The Museum of Comedy was founded by Leicester Square Theatre director Martin Witts in 2014, opening rather fittingly on April Fool’s Day. Based in the repurposed crypt of the Grade I listed St George’s Church, the Museum blends its venerable architecture and historical artefacts with thoroughly modern performance spaces and a well stocked bar that caters to a range of tastes. 

The Museum is fast gaining a reputation as a space for up and coming comedians making their way in the comedy industry. Regular shows such as the Monday Club provide comedians with an opportunity to try out fresh jokes in a relaxed atmosphere, while the Museum plays host to the New Comedian of the Year and Sketch Off competitions on an annual basis. Winners and finalists include Rob Beckett, Rachel Parris and Bilal Zafar, to name just a few! There’s even a Not So New Comedian of the Year competition for those who’ve been in the comedy game for a while but haven’t had that big break yet! As well as these events, the Museum is an increasingly popular venue for artists to perform new material in an intimate setting, with acts such as Frankie Boyle, Stewart Lee and Bridget Christie performing work in progress shows in recent years. 

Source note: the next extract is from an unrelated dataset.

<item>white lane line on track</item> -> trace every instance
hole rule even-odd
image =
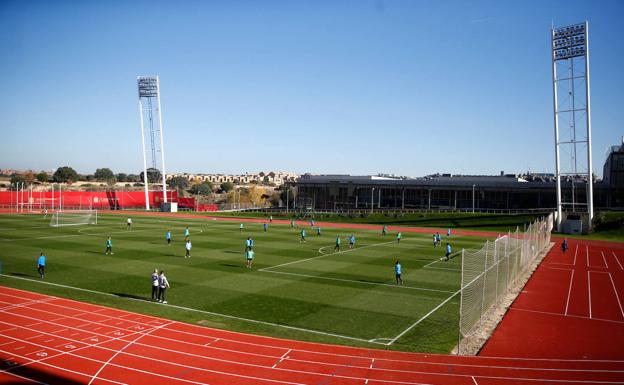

Adding an extra touch of character to our venue are the numerous comedy artefacts that adorn the Museum. While enjoying a pre-show drink, patrons will be greeted by Steve Ullathorne’s ‘The Comic Collection’, a display of portraits of Britain’s best loved current comedy stars, and are invited to peruse items ranging from Bill Bailey’s iconic 6-neck guitar to the back door of the Trotter's Reliant Regent! Other props of interest include original Spitting Image heads, Little Tich’s shoes and many more! Lovingly assembled by Martin, the Museum boasts one of the most extensive collections of comedy memorabilia found in one place.

Facilities

Facilities at the Museum include The Comedy Crypt, a state of the art traditional performance space hosting all kinds of comedy performances, from stand up and theatre to cabaret and podcast and radio recordings.